Charging of Interstellar Dust Grains Near the Heliopause

TL;DR

This paper investigates how interstellar dust grain aggregates acquire charge near the heliopause, affecting their deflection in magnetic fields, with implications for interpreting in-situ measurements and matching observational data.

Contribution

It introduces a new method to estimate aggregate charge based on structural characteristics, considering plasma charging and secondary electron emission effects.

Findings

Aggregates have higher charge-to-mass ratios than spheres.

Secondary electron emission significantly affects nano-sized aggregates.

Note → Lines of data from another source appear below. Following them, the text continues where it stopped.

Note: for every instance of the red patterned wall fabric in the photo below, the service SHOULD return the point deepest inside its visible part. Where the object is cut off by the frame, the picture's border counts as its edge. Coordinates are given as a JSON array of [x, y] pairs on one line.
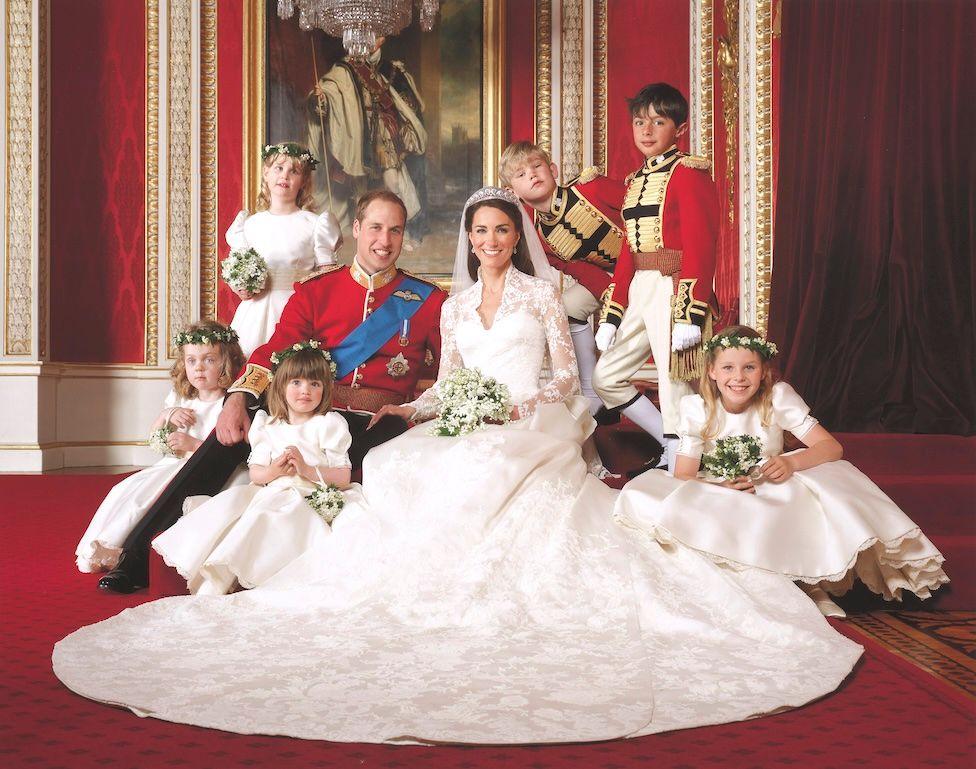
[[230, 135], [637, 56], [98, 162]]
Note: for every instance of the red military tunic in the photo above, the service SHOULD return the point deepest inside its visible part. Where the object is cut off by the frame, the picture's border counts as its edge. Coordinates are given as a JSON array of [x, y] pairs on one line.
[[671, 204], [328, 307], [582, 233]]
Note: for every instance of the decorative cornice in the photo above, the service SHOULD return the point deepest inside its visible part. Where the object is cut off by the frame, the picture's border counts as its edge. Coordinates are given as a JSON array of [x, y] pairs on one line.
[[179, 217], [543, 74], [208, 159], [152, 182]]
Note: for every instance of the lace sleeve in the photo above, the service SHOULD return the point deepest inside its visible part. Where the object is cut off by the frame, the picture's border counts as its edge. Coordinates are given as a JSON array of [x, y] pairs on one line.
[[428, 404], [565, 375]]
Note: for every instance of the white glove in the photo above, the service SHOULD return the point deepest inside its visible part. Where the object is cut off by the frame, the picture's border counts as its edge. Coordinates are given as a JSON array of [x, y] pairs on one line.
[[605, 334], [684, 335]]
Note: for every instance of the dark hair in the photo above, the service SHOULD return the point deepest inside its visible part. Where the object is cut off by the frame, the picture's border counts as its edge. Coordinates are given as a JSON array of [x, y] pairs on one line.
[[666, 100], [363, 203], [231, 353], [520, 257], [304, 364]]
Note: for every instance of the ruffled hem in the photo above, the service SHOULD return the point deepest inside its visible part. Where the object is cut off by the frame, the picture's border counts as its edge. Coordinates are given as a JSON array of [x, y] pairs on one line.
[[880, 565]]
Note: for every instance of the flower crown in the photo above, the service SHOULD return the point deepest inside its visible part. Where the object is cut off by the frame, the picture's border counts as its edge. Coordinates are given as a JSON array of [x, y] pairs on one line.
[[765, 349], [492, 193], [205, 336], [292, 150], [277, 358]]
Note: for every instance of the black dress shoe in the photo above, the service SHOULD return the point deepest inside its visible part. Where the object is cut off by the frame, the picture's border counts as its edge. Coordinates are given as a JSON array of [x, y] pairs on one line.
[[131, 574], [605, 416]]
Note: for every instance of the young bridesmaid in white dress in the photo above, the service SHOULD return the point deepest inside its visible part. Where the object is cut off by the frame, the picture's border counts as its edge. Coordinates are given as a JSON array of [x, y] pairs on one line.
[[245, 535], [293, 241], [209, 358], [805, 514]]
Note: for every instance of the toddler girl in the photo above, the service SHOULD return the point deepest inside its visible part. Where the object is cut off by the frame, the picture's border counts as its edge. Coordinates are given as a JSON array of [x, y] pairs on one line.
[[805, 514], [249, 533], [293, 241], [208, 359]]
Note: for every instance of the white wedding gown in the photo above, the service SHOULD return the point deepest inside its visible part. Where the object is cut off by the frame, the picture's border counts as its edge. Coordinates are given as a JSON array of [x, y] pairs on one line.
[[481, 594]]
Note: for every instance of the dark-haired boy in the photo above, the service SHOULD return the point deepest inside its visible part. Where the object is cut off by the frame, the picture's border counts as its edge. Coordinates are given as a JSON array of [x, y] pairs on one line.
[[661, 301]]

Derived mass distribution aligns with Ulysses observational data.

Abstract

The deflection of interstellar dust grains in the magnetic field near the heliopause has been investigated based on the assumption that interstellar grains are homogeneous spheres. However, remote observations have shown that interstellar grains are more likely to be composites of a large number of subunits. This has profound significance when interpreting data obtained through in-situ measurements, for the deflection of interstellar grains depends on their charge-to-mass ratio, and aggregates acquire different surface charges from spheres due to their complex structure. In this paper, the charging of aggregates near the heliopause is examined including both plasma charging and secondary electron emission. The results show that aggregates generally have a higher charge-to-mass ratio than spheres, and the small particle effect from secondary electron emission is evident for aggregates consisting of nano-sized particles. A new approach to estimate the aggregate charge with the aid of its structural characteristics is presented. The charge-to-mass ratio is used to derive the mass distribution of interstellar dust near the heliopause, and the result shows an overall agreement with Ulysses data.